迷宮に入るときにも見た光景だが、何度見ても感動してしまう。
「それじゃあ、市役所で貰ったプレートをあそこの人が並んでいるところにかざしてきてください」
俺がきょろきょろと当たりを見渡していると、後ろの渡邉さんがそう言った。
渡邉さんがあそこと言いながら指さした方に顔を向けると、妙に神聖な雰囲気を纏うモノリスに並んでいる人々が目に入った。
「あれは?」
「あのモノリスにプレートをかざすと、迷宮ごとに到達した迷宮の最高階層を記録してくれるんですよ、それが証拠にもなりますし」
「便利なこって」
「どう便利でしょ?」とにやにやとしてこちらを覗き込んでくるあの神様が容易に想像できてしまって少し呆れてしまう。
「まあ取り敢えず行ってきますね」
「はい。私はここで待ってますので」
ひらひらとこちらに手を振る渡邉さんを背に俺はモノリスに向かって足を進める。
モノリスに並ぶ人たちの最後尾に並んで待つこと数分、ついに俺の順番が来た。
モノリスを見上げながらプレートを取りだして、前に並んでいた人がしていたようにモノリスにかざすとプレートに文字がつらつらと記されていく。
【三階層】と記されたことを確認して俺は列から外れ、渡邉さんを探すと渡邉さんは他のダイバー二人組に囲まれていた。
「あの、渡邉さん、一緒に写真とか撮ってもらっても」
「あ、私も!」
「ええ良いですよ」
「あの~」
どうも渡邉さんを囲んでいたダイバーはかの有名なダイバーである渡邉さんのサインを欲しがっているらしく、それに割り込むのも気が引けるので写真を撮り終わるのを見届けてから声を掛ける。

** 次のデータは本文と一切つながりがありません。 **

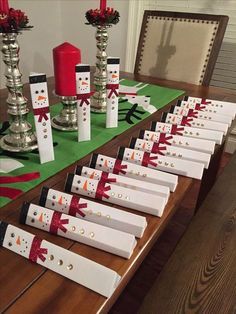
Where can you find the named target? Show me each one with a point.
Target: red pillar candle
(65, 57)
(103, 5)
(4, 6)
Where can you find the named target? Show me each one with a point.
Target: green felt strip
(69, 150)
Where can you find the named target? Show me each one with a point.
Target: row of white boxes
(140, 178)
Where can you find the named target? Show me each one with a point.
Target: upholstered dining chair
(180, 46)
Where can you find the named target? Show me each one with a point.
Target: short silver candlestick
(99, 98)
(20, 137)
(67, 118)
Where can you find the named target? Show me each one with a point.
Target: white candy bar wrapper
(184, 111)
(89, 233)
(82, 73)
(171, 151)
(40, 104)
(201, 112)
(224, 107)
(92, 275)
(187, 131)
(129, 170)
(130, 183)
(192, 143)
(144, 202)
(193, 122)
(169, 164)
(113, 70)
(91, 211)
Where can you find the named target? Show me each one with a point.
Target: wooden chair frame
(221, 19)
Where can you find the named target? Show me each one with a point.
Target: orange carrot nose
(85, 186)
(18, 241)
(41, 98)
(92, 175)
(41, 218)
(60, 201)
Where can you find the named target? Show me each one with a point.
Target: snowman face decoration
(92, 174)
(39, 91)
(59, 201)
(40, 217)
(112, 74)
(144, 146)
(163, 127)
(135, 155)
(173, 118)
(113, 68)
(105, 163)
(151, 136)
(85, 186)
(82, 79)
(83, 83)
(19, 243)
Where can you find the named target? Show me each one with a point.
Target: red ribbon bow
(58, 223)
(42, 113)
(163, 139)
(192, 113)
(84, 98)
(156, 149)
(101, 190)
(118, 167)
(148, 160)
(186, 121)
(105, 178)
(75, 207)
(113, 89)
(176, 130)
(36, 251)
(199, 107)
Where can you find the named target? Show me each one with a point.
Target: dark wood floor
(132, 297)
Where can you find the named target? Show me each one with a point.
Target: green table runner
(68, 150)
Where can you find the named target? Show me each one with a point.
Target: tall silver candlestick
(99, 98)
(20, 137)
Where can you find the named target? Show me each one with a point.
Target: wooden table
(27, 287)
(200, 276)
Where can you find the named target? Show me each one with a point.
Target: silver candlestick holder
(67, 118)
(99, 98)
(20, 138)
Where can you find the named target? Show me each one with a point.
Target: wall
(224, 74)
(56, 21)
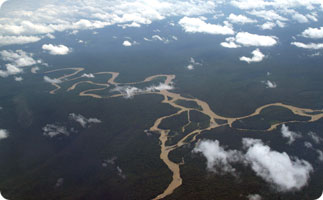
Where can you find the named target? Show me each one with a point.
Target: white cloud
(197, 25)
(313, 46)
(83, 121)
(19, 58)
(268, 26)
(257, 56)
(2, 2)
(88, 75)
(56, 50)
(50, 36)
(280, 24)
(190, 67)
(320, 155)
(129, 91)
(230, 43)
(218, 159)
(290, 135)
(270, 84)
(160, 87)
(126, 43)
(278, 4)
(312, 17)
(192, 64)
(314, 33)
(240, 19)
(248, 39)
(3, 134)
(9, 40)
(48, 17)
(280, 169)
(34, 70)
(10, 70)
(52, 80)
(157, 37)
(18, 78)
(317, 139)
(308, 145)
(270, 15)
(254, 197)
(52, 130)
(300, 18)
(285, 173)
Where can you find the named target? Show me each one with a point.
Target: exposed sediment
(171, 98)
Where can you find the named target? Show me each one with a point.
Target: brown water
(171, 99)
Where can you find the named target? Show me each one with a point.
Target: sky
(243, 23)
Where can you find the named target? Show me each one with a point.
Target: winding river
(171, 99)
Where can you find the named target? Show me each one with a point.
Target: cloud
(278, 4)
(312, 46)
(299, 18)
(56, 50)
(290, 135)
(270, 15)
(17, 59)
(3, 134)
(190, 67)
(88, 75)
(308, 145)
(126, 43)
(240, 19)
(230, 43)
(314, 33)
(280, 169)
(218, 159)
(192, 64)
(160, 87)
(270, 84)
(18, 78)
(157, 37)
(317, 139)
(197, 25)
(285, 173)
(248, 39)
(130, 91)
(257, 56)
(127, 91)
(2, 2)
(268, 26)
(10, 70)
(52, 80)
(34, 70)
(32, 22)
(83, 121)
(320, 155)
(52, 130)
(254, 197)
(10, 40)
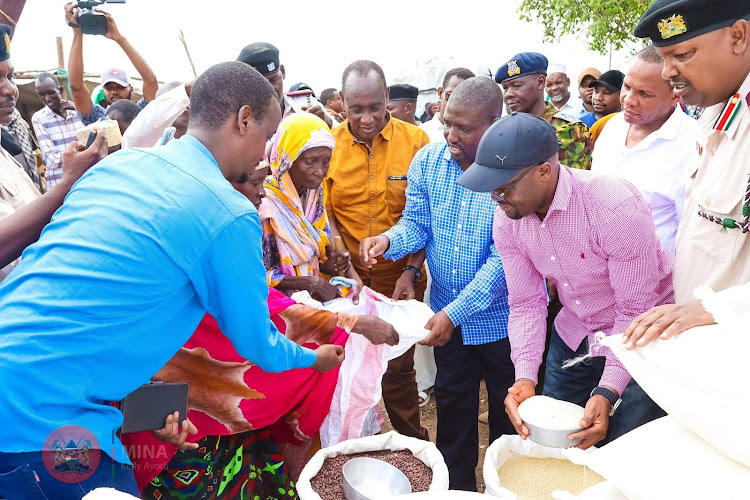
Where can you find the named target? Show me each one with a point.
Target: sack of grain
(425, 451)
(700, 377)
(661, 460)
(512, 451)
(359, 389)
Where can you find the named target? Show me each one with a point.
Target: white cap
(557, 68)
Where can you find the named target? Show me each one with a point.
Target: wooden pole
(187, 51)
(11, 13)
(60, 55)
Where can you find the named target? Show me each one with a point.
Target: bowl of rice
(550, 421)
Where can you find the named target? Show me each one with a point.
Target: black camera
(91, 22)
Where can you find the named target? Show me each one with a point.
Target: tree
(602, 22)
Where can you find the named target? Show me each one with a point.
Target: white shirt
(658, 166)
(573, 108)
(16, 191)
(434, 129)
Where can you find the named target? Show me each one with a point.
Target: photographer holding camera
(115, 82)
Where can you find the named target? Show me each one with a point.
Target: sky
(316, 39)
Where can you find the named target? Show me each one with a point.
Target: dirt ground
(429, 420)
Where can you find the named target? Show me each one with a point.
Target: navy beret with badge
(518, 141)
(667, 22)
(403, 92)
(525, 63)
(5, 46)
(262, 56)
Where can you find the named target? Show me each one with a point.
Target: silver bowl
(552, 438)
(369, 478)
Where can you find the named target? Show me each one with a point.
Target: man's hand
(376, 330)
(522, 390)
(318, 111)
(595, 422)
(405, 287)
(338, 262)
(171, 433)
(321, 290)
(664, 322)
(441, 330)
(71, 14)
(113, 32)
(329, 357)
(77, 159)
(372, 248)
(66, 105)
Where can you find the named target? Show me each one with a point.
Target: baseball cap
(117, 75)
(511, 144)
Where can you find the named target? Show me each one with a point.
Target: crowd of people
(543, 213)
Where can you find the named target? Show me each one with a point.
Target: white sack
(663, 460)
(700, 377)
(425, 451)
(359, 385)
(506, 447)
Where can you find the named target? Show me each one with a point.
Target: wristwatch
(417, 272)
(611, 396)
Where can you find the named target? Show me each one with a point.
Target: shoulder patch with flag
(729, 114)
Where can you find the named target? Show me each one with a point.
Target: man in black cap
(523, 78)
(606, 96)
(402, 102)
(557, 222)
(706, 51)
(264, 57)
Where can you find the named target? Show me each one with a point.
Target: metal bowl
(554, 438)
(369, 478)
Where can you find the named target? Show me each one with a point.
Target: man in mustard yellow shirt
(366, 187)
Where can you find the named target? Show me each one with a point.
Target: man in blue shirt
(470, 329)
(145, 244)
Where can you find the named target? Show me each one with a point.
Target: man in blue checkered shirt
(470, 331)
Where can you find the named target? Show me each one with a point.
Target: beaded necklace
(728, 223)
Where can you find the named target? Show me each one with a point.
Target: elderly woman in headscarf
(296, 231)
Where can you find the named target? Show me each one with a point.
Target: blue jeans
(460, 370)
(23, 476)
(575, 384)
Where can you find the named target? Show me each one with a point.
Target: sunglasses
(500, 197)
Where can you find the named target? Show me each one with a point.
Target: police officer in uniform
(523, 78)
(706, 50)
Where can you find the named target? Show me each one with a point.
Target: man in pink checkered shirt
(594, 237)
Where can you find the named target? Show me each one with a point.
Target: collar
(737, 105)
(199, 146)
(563, 192)
(386, 133)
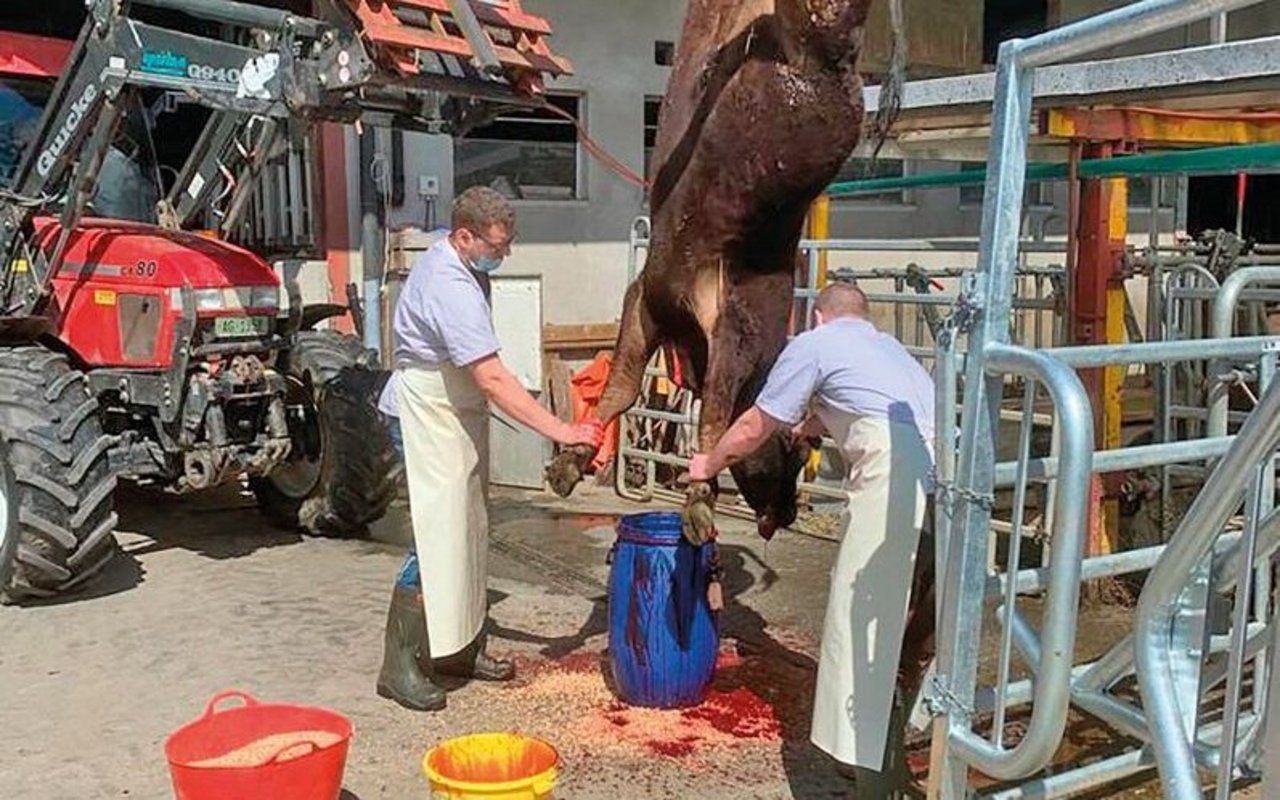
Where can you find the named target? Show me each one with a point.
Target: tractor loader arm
(357, 63)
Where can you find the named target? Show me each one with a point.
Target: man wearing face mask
(447, 373)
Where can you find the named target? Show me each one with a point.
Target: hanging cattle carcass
(763, 108)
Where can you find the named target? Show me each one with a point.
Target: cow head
(767, 480)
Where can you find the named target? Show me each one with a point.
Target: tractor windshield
(126, 184)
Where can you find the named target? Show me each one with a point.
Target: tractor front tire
(63, 483)
(339, 476)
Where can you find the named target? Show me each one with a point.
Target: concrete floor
(209, 597)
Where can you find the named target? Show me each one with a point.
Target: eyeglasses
(503, 246)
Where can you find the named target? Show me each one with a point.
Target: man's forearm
(741, 439)
(504, 392)
(520, 405)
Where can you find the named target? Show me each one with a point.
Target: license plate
(236, 327)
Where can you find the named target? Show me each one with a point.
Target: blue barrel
(663, 636)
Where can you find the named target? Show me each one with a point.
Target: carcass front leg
(727, 371)
(636, 342)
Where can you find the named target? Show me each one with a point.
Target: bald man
(876, 401)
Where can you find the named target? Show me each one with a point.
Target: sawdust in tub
(274, 748)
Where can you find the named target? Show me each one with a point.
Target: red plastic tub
(242, 763)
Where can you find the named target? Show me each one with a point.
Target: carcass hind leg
(638, 338)
(748, 336)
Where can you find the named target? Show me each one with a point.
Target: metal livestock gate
(1203, 618)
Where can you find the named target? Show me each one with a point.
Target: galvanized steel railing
(956, 746)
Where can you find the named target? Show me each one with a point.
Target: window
(1139, 192)
(663, 53)
(863, 169)
(652, 108)
(528, 154)
(1034, 193)
(1005, 19)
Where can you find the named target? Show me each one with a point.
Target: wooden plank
(579, 337)
(558, 376)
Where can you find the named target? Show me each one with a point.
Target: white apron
(871, 585)
(444, 420)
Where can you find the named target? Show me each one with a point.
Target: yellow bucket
(492, 767)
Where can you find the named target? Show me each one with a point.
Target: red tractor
(154, 353)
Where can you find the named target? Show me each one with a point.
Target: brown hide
(763, 108)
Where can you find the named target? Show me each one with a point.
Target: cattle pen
(1161, 405)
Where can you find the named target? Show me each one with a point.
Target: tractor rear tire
(341, 475)
(63, 481)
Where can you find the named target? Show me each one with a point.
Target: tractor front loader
(144, 351)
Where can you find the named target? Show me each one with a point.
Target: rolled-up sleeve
(791, 383)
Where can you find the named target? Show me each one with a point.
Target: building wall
(580, 247)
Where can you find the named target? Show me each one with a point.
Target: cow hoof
(699, 522)
(566, 470)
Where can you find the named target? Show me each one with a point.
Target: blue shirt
(442, 316)
(851, 366)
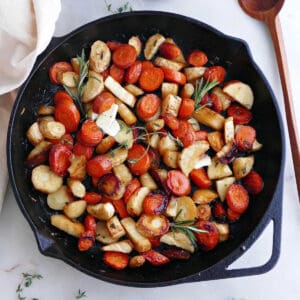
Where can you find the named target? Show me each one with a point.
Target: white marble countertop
(19, 252)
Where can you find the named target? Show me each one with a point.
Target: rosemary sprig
(83, 72)
(187, 227)
(201, 89)
(26, 282)
(125, 7)
(80, 294)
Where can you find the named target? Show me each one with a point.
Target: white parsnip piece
(45, 180)
(75, 209)
(209, 118)
(135, 202)
(218, 170)
(115, 228)
(166, 63)
(100, 56)
(65, 224)
(120, 92)
(69, 79)
(190, 156)
(34, 134)
(178, 239)
(168, 88)
(51, 129)
(124, 246)
(59, 198)
(135, 42)
(242, 166)
(171, 105)
(103, 235)
(101, 211)
(93, 87)
(141, 243)
(222, 186)
(152, 45)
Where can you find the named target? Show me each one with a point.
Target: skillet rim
(52, 251)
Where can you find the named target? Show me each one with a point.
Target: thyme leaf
(201, 89)
(80, 294)
(124, 8)
(26, 282)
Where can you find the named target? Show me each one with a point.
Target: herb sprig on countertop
(124, 8)
(26, 282)
(201, 89)
(187, 227)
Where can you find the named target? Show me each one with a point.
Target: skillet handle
(221, 271)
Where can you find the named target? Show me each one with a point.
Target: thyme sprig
(26, 282)
(80, 294)
(83, 73)
(125, 7)
(187, 227)
(201, 88)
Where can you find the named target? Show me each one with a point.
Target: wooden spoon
(267, 11)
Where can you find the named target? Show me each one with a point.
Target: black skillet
(230, 52)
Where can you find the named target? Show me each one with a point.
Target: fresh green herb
(177, 140)
(201, 89)
(26, 282)
(125, 7)
(83, 72)
(187, 227)
(80, 294)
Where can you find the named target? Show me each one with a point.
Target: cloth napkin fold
(26, 28)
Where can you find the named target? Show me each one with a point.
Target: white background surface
(18, 249)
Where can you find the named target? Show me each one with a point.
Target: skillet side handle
(221, 270)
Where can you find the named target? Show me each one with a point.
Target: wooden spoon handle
(276, 33)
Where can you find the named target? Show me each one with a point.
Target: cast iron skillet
(189, 34)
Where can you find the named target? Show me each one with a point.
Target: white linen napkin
(26, 28)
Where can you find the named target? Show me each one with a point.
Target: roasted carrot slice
(241, 115)
(124, 56)
(216, 73)
(117, 73)
(92, 198)
(116, 260)
(103, 102)
(174, 76)
(59, 67)
(138, 160)
(155, 258)
(197, 58)
(67, 113)
(98, 166)
(151, 79)
(178, 183)
(59, 159)
(253, 183)
(131, 187)
(245, 137)
(80, 149)
(133, 72)
(171, 121)
(120, 208)
(200, 178)
(169, 51)
(148, 106)
(237, 198)
(89, 134)
(187, 108)
(155, 203)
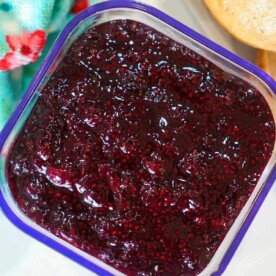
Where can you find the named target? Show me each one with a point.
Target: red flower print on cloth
(24, 48)
(79, 5)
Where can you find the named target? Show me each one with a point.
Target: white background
(20, 255)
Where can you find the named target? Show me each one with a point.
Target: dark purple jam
(141, 152)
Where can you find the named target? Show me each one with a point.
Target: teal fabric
(28, 28)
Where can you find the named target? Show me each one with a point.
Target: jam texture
(140, 152)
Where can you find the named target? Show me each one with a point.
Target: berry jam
(141, 152)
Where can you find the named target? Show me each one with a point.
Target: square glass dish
(183, 40)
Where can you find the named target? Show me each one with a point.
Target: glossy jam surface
(140, 151)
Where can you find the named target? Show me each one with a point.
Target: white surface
(20, 255)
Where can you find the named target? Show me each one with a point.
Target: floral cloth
(27, 30)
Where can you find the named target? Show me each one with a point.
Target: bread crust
(251, 21)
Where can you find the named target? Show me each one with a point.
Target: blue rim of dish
(108, 5)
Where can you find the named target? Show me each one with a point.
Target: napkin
(28, 28)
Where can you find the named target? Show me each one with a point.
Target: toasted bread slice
(251, 21)
(267, 61)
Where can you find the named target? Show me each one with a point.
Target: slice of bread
(251, 21)
(267, 61)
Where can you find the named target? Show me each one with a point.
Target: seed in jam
(141, 152)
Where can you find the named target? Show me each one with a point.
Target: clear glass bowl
(227, 61)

「あ、すいません!邪魔でしたよね!渡邉さん有難うございました!」
渡邉さんと写真を撮っていた二人組の男子の方が俺に気が付いて、ペコペコと頭を下げ、遅れて気が付いた女子の方も男の子に釣られて俺にペコペコと頭を下げて離れていった。
「邪魔しちゃいました?」
「いえ、ファンサービスも仕事の一環なので」
「やっぱり、人気者は違いますね」
「あはは、恥ずかしいですね」
人気者と言われて気恥ずかしかったのか、渡邉さんは少し頬を染めて眉根を下げていた。
「とりあえず、着替えますか」
「ですね」
渡邉さんが男といることに周りのダイバーも気が付き始めたのか辺りがざわつき始めたので俺が言うと、渡邉さんも軽く辺りを見渡して、他のダイバーからの視線に気が付いたのか、こくりと頷いた。
――――――――
俺は着替えを済ませ、更衣室から出るが、まだ渡邉さんは着替えているようだった。
更衣室の前でぼんやりと渡邉さんを待ちながら携帯を見ていると桜から連絡が来ていた。
『もしあれなら津奈ちゃんも一緒に晩御飯食べないかな?誘ってみて~』
「お待たせしました」
「……ん、あぁはい全然」
丁度桜からの連絡に何と返そうかと、思っていると渡邉さんも着替えが終わったようで携帯を見ていた俺を見上げている。
「……どうかしましたか?」
「あー、あのこの後ってなんか予定とか有りますか?」
「?いえ、特に予定とかは無いですけど……」
「ならよかったです。……実は桜が渡邉さんが良ければ一緒に晩御飯どうかって」
「良いんですか?」
「そりゃあ勿論」
「それではご相伴させていただきます」
「ははは……桜にそう連絡しておきます。確か今日は皆いるはずだし」
やけにかしこまった渡邉さんに乾いた笑いが漏れる。
「それは、楽しみですね」
「じゃあ行きますか」
「はい」
どうも今日の晩御飯は少し騒がしくなりそうだ。